Así fue como Jules Minsky se encontró en el paro. Un guardia de seguridad le había confiscado la tarjeta de identificación en la entrada del inmueble donde había pasado más tiempo que en su propia casa. Sin pronunciar una sola palabra, el hombre uniformado lo había acompañado hasta su despacho. Allí, Jules había tenido que recoger sus cosas ante la mirada silenciosa de sus compañeros. Un siniestro día de lluvia, se había marchado con una caja de cartón bajo el brazo por todo equipaje, después de treinta y dos años de leales servicios.

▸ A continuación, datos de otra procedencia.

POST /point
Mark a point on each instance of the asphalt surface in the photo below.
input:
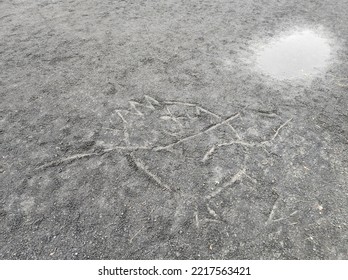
(141, 130)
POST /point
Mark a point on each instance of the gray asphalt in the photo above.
(142, 130)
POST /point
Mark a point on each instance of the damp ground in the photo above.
(139, 131)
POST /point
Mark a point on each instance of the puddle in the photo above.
(299, 55)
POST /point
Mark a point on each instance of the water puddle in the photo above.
(298, 55)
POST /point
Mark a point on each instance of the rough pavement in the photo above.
(140, 130)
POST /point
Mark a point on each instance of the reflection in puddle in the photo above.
(301, 54)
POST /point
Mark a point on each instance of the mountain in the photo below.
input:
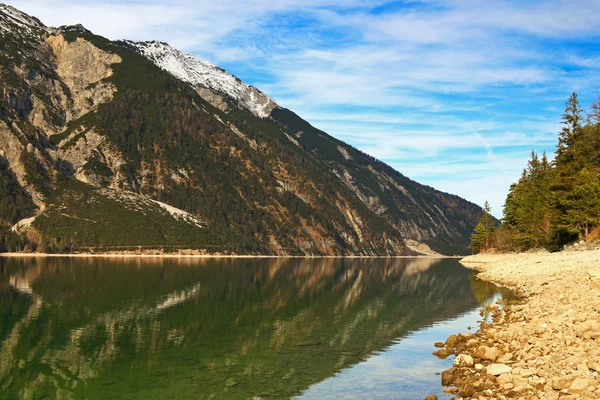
(119, 145)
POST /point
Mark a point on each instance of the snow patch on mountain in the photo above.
(203, 74)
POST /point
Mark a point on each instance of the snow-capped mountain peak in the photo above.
(11, 16)
(203, 74)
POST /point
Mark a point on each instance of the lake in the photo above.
(186, 328)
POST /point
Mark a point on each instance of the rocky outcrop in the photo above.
(83, 67)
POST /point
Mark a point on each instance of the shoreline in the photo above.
(199, 256)
(547, 346)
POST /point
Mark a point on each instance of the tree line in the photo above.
(554, 202)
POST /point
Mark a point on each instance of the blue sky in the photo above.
(452, 93)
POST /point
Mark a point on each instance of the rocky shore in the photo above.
(547, 346)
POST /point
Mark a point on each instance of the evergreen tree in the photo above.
(583, 203)
(570, 132)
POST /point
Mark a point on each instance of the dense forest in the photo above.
(554, 202)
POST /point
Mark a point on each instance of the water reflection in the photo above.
(205, 328)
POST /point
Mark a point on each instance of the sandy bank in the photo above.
(183, 255)
(545, 347)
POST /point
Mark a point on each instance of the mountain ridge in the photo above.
(144, 118)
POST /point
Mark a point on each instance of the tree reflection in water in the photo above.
(210, 328)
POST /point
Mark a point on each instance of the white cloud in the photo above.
(454, 93)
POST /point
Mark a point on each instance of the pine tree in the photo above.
(583, 203)
(481, 239)
(571, 121)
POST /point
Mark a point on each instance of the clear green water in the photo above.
(229, 328)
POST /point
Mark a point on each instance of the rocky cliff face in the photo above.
(81, 115)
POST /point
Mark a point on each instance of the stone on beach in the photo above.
(498, 369)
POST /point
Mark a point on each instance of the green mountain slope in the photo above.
(78, 107)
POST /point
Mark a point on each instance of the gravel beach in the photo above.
(547, 346)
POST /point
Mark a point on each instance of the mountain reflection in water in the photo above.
(210, 328)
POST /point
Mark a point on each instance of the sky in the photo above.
(454, 94)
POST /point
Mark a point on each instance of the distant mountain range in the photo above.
(126, 145)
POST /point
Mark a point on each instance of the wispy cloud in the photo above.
(454, 93)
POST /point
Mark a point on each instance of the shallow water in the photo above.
(230, 328)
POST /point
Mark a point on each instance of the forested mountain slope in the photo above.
(116, 145)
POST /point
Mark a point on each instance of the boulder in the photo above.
(464, 360)
(448, 376)
(443, 353)
(579, 385)
(488, 353)
(498, 369)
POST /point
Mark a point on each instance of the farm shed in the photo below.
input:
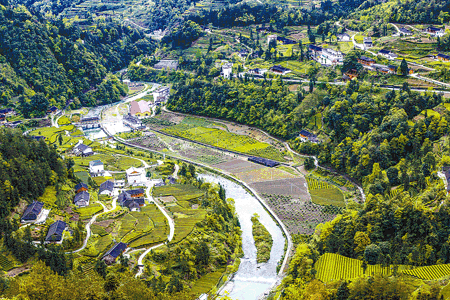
(263, 161)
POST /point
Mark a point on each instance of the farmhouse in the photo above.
(82, 199)
(136, 176)
(167, 64)
(433, 31)
(257, 71)
(96, 168)
(55, 232)
(81, 187)
(272, 37)
(227, 69)
(106, 188)
(367, 61)
(82, 150)
(405, 31)
(113, 253)
(306, 136)
(32, 212)
(263, 161)
(367, 42)
(161, 95)
(140, 109)
(331, 57)
(286, 41)
(443, 57)
(280, 70)
(314, 51)
(388, 54)
(133, 199)
(343, 37)
(132, 122)
(243, 53)
(349, 75)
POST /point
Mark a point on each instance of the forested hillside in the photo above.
(27, 167)
(48, 63)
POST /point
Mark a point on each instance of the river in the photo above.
(252, 279)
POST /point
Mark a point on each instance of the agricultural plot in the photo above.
(110, 161)
(429, 272)
(323, 193)
(300, 217)
(331, 266)
(150, 227)
(5, 263)
(295, 187)
(89, 211)
(150, 141)
(264, 174)
(226, 140)
(182, 192)
(238, 166)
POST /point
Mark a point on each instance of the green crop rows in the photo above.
(331, 266)
(226, 140)
(430, 272)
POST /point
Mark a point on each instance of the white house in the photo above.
(272, 37)
(136, 176)
(227, 69)
(368, 43)
(96, 168)
(331, 57)
(388, 54)
(343, 37)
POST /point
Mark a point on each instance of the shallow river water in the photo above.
(252, 279)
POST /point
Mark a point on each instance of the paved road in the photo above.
(169, 238)
(91, 221)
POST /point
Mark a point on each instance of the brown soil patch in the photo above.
(238, 166)
(17, 271)
(295, 187)
(167, 199)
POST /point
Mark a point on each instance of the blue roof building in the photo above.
(113, 253)
(32, 212)
(55, 231)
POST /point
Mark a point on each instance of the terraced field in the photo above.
(323, 193)
(225, 140)
(331, 266)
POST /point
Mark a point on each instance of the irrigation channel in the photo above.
(252, 279)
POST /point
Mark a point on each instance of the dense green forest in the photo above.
(47, 63)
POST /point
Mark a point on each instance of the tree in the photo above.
(371, 254)
(309, 163)
(404, 68)
(100, 268)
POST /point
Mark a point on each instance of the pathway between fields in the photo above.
(140, 261)
(91, 221)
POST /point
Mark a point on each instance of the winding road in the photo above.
(91, 221)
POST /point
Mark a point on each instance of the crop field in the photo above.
(151, 141)
(182, 192)
(294, 187)
(207, 282)
(226, 140)
(185, 220)
(332, 266)
(5, 263)
(323, 193)
(238, 166)
(429, 272)
(112, 162)
(149, 226)
(300, 217)
(89, 211)
(264, 174)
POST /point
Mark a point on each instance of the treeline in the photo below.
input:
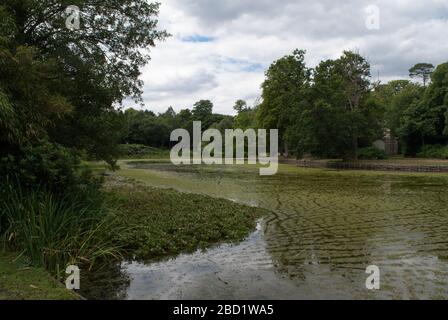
(333, 110)
(58, 89)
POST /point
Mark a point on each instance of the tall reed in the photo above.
(54, 232)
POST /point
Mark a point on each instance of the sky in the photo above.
(220, 49)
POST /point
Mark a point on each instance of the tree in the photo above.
(423, 71)
(284, 92)
(203, 111)
(342, 112)
(62, 83)
(425, 119)
(240, 106)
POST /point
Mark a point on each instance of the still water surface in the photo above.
(326, 227)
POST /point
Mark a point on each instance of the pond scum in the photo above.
(325, 227)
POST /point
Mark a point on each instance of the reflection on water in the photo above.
(326, 228)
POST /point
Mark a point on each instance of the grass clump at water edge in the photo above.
(153, 223)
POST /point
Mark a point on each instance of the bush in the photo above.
(49, 165)
(434, 151)
(372, 153)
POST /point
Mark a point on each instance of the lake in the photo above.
(325, 229)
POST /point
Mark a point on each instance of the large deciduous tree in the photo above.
(284, 95)
(62, 84)
(423, 71)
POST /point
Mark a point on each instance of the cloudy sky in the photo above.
(220, 49)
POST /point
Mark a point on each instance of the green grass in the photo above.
(55, 232)
(155, 223)
(18, 281)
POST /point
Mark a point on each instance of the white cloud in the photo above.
(220, 48)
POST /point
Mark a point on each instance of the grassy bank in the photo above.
(18, 281)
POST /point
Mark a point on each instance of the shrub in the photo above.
(49, 165)
(434, 151)
(372, 153)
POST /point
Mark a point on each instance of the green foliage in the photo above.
(372, 153)
(154, 223)
(139, 151)
(434, 152)
(54, 232)
(421, 70)
(424, 120)
(284, 95)
(48, 165)
(19, 281)
(328, 117)
(203, 111)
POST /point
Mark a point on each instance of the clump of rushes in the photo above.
(54, 232)
(154, 223)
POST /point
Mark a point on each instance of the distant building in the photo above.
(389, 144)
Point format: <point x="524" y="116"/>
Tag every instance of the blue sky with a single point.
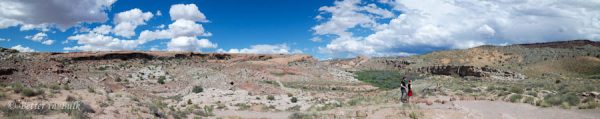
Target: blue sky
<point x="250" y="23"/>
<point x="323" y="28"/>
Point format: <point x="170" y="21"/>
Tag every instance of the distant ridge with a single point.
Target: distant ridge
<point x="561" y="44"/>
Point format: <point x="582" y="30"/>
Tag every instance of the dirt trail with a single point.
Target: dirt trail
<point x="253" y="114"/>
<point x="505" y="110"/>
<point x="453" y="110"/>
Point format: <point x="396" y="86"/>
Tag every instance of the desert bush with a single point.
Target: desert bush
<point x="558" y="99"/>
<point x="543" y="103"/>
<point x="565" y="105"/>
<point x="55" y="87"/>
<point x="270" y="97"/>
<point x="208" y="110"/>
<point x="197" y="89"/>
<point x="17" y="87"/>
<point x="589" y="105"/>
<point x="80" y="112"/>
<point x="31" y="92"/>
<point x="529" y="100"/>
<point x="532" y="93"/>
<point x="380" y="78"/>
<point x="299" y="115"/>
<point x="91" y="89"/>
<point x="414" y="115"/>
<point x="515" y="98"/>
<point x="161" y="80"/>
<point x="2" y="95"/>
<point x="14" y="113"/>
<point x="516" y="89"/>
<point x="180" y="114"/>
<point x="243" y="106"/>
<point x="503" y="93"/>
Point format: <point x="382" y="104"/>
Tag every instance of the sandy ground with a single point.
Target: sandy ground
<point x="505" y="110"/>
<point x="453" y="110"/>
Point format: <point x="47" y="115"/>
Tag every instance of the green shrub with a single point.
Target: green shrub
<point x="55" y="87"/>
<point x="529" y="100"/>
<point x="570" y="98"/>
<point x="91" y="89"/>
<point x="515" y="98"/>
<point x="565" y="105"/>
<point x="31" y="92"/>
<point x="380" y="78"/>
<point x="161" y="80"/>
<point x="589" y="105"/>
<point x="516" y="89"/>
<point x="543" y="103"/>
<point x="299" y="115"/>
<point x="197" y="89"/>
<point x="414" y="115"/>
<point x="532" y="93"/>
<point x="294" y="99"/>
<point x="17" y="87"/>
<point x="270" y="97"/>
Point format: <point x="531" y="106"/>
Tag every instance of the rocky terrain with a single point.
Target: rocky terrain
<point x="551" y="77"/>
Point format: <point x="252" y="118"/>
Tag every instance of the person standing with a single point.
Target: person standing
<point x="409" y="90"/>
<point x="403" y="90"/>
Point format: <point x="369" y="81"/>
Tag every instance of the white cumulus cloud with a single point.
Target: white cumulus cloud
<point x="41" y="37"/>
<point x="187" y="11"/>
<point x="127" y="21"/>
<point x="263" y="49"/>
<point x="44" y="13"/>
<point x="22" y="48"/>
<point x="427" y="25"/>
<point x="189" y="44"/>
<point x="97" y="42"/>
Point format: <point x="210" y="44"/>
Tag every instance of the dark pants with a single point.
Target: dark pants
<point x="404" y="96"/>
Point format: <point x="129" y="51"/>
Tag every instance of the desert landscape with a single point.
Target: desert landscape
<point x="542" y="80"/>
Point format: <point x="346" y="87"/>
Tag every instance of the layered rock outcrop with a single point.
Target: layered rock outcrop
<point x="471" y="71"/>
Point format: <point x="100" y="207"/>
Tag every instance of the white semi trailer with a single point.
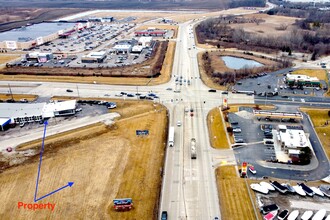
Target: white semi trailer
<point x="171" y="137"/>
<point x="193" y="148"/>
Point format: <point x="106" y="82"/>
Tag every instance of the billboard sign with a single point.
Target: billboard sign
<point x="11" y="45"/>
<point x="40" y="40"/>
<point x="142" y="132"/>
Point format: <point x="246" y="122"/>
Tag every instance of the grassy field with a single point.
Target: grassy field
<point x="217" y="131"/>
<point x="234" y="197"/>
<point x="103" y="162"/>
<point x="319" y="118"/>
<point x="17" y="97"/>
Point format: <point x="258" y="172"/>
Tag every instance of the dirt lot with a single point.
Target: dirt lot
<point x="118" y="80"/>
<point x="234" y="197"/>
<point x="319" y="118"/>
<point x="103" y="162"/>
<point x="217" y="130"/>
<point x="268" y="26"/>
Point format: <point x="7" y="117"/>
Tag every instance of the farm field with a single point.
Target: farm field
<point x="234" y="197"/>
<point x="103" y="162"/>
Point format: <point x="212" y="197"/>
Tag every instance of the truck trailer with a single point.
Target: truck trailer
<point x="193" y="148"/>
<point x="171" y="137"/>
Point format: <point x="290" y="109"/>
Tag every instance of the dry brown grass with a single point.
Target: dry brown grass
<point x="319" y="118"/>
<point x="217" y="130"/>
<point x="105" y="163"/>
<point x="205" y="78"/>
<point x="234" y="198"/>
<point x="269" y="27"/>
<point x="17" y="97"/>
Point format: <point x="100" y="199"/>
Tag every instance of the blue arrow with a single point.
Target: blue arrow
<point x="37" y="181"/>
<point x="59" y="189"/>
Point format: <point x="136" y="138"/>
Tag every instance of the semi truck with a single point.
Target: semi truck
<point x="193" y="148"/>
<point x="123" y="204"/>
<point x="171" y="137"/>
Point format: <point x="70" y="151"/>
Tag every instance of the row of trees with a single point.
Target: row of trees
<point x="218" y="32"/>
<point x="231" y="76"/>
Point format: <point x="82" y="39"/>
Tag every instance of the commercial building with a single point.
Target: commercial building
<point x="39" y="57"/>
<point x="123" y="48"/>
<point x="151" y="33"/>
<point x="31" y="36"/>
<point x="94" y="57"/>
<point x="292" y="140"/>
<point x="145" y="41"/>
<point x="21" y="113"/>
<point x="56" y="108"/>
<point x="301" y="80"/>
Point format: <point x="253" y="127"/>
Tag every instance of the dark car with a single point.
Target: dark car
<point x="164" y="215"/>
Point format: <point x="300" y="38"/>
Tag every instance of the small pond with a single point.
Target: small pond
<point x="239" y="63"/>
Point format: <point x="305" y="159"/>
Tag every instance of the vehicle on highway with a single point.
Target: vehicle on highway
<point x="193" y="148"/>
<point x="252" y="170"/>
<point x="171" y="137"/>
<point x="164" y="215"/>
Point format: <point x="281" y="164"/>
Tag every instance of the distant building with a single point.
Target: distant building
<point x="145" y="41"/>
<point x="151" y="33"/>
<point x="122" y="48"/>
<point x="292" y="139"/>
<point x="94" y="57"/>
<point x="301" y="80"/>
<point x="20" y="113"/>
<point x="39" y="57"/>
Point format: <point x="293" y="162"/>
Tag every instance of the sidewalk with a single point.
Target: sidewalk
<point x="29" y="135"/>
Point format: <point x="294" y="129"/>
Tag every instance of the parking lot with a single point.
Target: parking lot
<point x="267" y="83"/>
<point x="257" y="151"/>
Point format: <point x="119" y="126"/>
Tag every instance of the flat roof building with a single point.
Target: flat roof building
<point x="301" y="80"/>
<point x="94" y="57"/>
<point x="145" y="41"/>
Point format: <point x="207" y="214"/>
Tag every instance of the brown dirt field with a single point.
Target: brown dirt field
<point x="234" y="197"/>
<point x="105" y="163"/>
<point x="217" y="131"/>
<point x="17" y="97"/>
<point x="319" y="117"/>
<point x="269" y="26"/>
<point x="163" y="78"/>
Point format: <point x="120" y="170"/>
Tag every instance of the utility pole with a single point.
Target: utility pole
<point x="11" y="93"/>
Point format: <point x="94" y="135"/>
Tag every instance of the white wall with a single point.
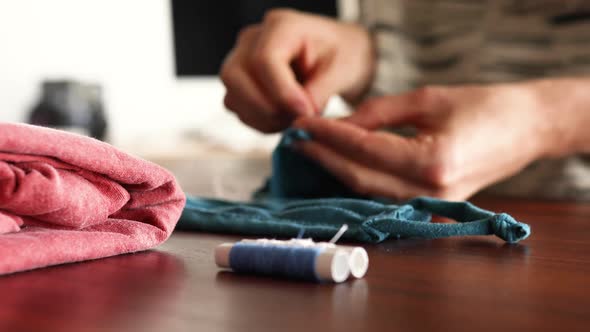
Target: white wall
<point x="126" y="46"/>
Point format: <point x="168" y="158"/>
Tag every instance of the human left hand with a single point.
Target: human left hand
<point x="469" y="137"/>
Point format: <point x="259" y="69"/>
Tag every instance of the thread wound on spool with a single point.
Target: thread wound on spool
<point x="273" y="260"/>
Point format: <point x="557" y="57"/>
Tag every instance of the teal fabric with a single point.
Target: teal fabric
<point x="301" y="196"/>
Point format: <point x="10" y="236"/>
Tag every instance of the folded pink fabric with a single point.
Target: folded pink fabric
<point x="67" y="198"/>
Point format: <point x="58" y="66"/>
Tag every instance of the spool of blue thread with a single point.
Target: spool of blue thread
<point x="295" y="259"/>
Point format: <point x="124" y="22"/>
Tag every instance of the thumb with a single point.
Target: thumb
<point x="322" y="85"/>
<point x="394" y="110"/>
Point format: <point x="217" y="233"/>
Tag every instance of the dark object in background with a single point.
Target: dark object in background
<point x="205" y="31"/>
<point x="71" y="106"/>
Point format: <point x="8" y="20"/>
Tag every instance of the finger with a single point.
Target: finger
<point x="361" y="179"/>
<point x="411" y="108"/>
<point x="322" y="84"/>
<point x="243" y="95"/>
<point x="276" y="49"/>
<point x="390" y="153"/>
<point x="244" y="98"/>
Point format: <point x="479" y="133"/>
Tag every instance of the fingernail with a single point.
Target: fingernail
<point x="301" y="108"/>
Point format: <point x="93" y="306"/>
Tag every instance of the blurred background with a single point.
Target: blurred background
<point x="145" y="68"/>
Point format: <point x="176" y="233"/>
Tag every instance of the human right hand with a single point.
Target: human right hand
<point x="291" y="64"/>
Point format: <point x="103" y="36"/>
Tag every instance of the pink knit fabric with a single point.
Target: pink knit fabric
<point x="67" y="198"/>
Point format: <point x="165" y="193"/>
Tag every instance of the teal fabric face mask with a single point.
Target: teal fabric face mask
<point x="300" y="196"/>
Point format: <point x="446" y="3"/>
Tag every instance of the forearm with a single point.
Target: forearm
<point x="564" y="106"/>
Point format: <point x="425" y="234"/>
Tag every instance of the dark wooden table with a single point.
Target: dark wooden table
<point x="467" y="284"/>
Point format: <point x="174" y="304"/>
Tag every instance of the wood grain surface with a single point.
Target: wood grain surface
<point x="459" y="284"/>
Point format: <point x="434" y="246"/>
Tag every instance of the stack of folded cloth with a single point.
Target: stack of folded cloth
<point x="67" y="198"/>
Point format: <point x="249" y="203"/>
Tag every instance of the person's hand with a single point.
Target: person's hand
<point x="468" y="138"/>
<point x="289" y="66"/>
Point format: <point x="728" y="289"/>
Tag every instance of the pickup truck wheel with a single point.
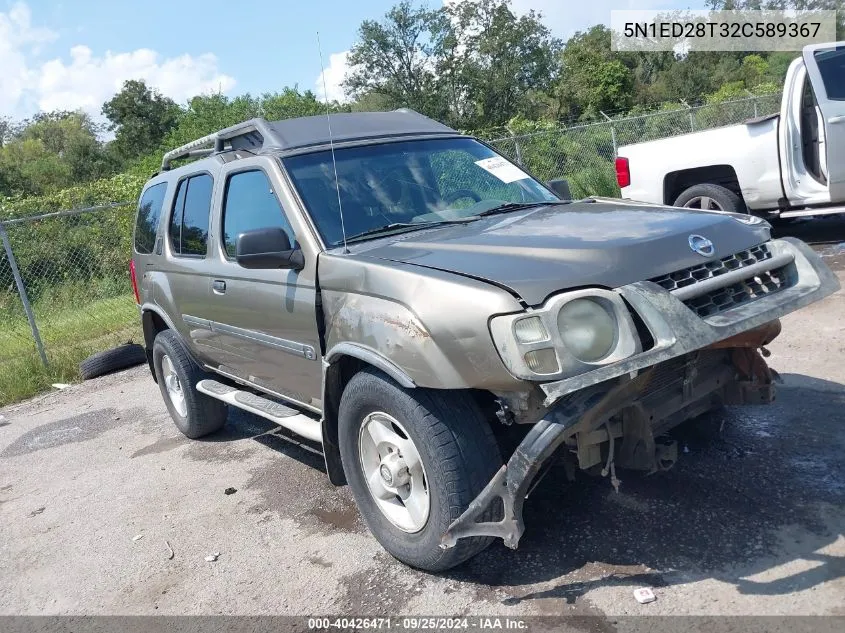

La vida de Jules Minsky, estadístico y apasionado de las matemáticas aplicadas, se resumía en una aritmética muy imperfecta: suma de fines de semana pasados trabajando en detrimento de su propia vida; división aceptada en provecho del poder de los jefes (todos se sentían orgullosos de trabajar para ellos, formaban una gran familia en la que cada uno tenía un papel que desempeñar con la condición de que se mantuviera en su sitio); multiplicación de humillaciones y de ideas pasadas por alto por ciertas autoridades ilegítimas con poderes desigualmente adquiridos y, por último, sustracción del derecho de acabar su vida laboral con dignidad. La existencia de Jules, semejante a la cuadratura del círculo, se reducía a una ecuación de iniquidades irresolubles.

De pequeño, a Jules le gustaba vagar junto al vertedero de chatarra, donde una enorme presa comprimía las carcasas de los coches viejos. Para alejar la sensación de soledad que lo atormentaba por las noches, muchas veces había imaginado la vida del joven ejecutivo privilegiado que, «evaluándolo» apropiado para ser despedido, había arruinado la suya. Sus tarjetas de crédito habían desaparecido en otoño, su cuenta bancaria no había sobrevivido al invierno y él se había marchado de casa en primavera.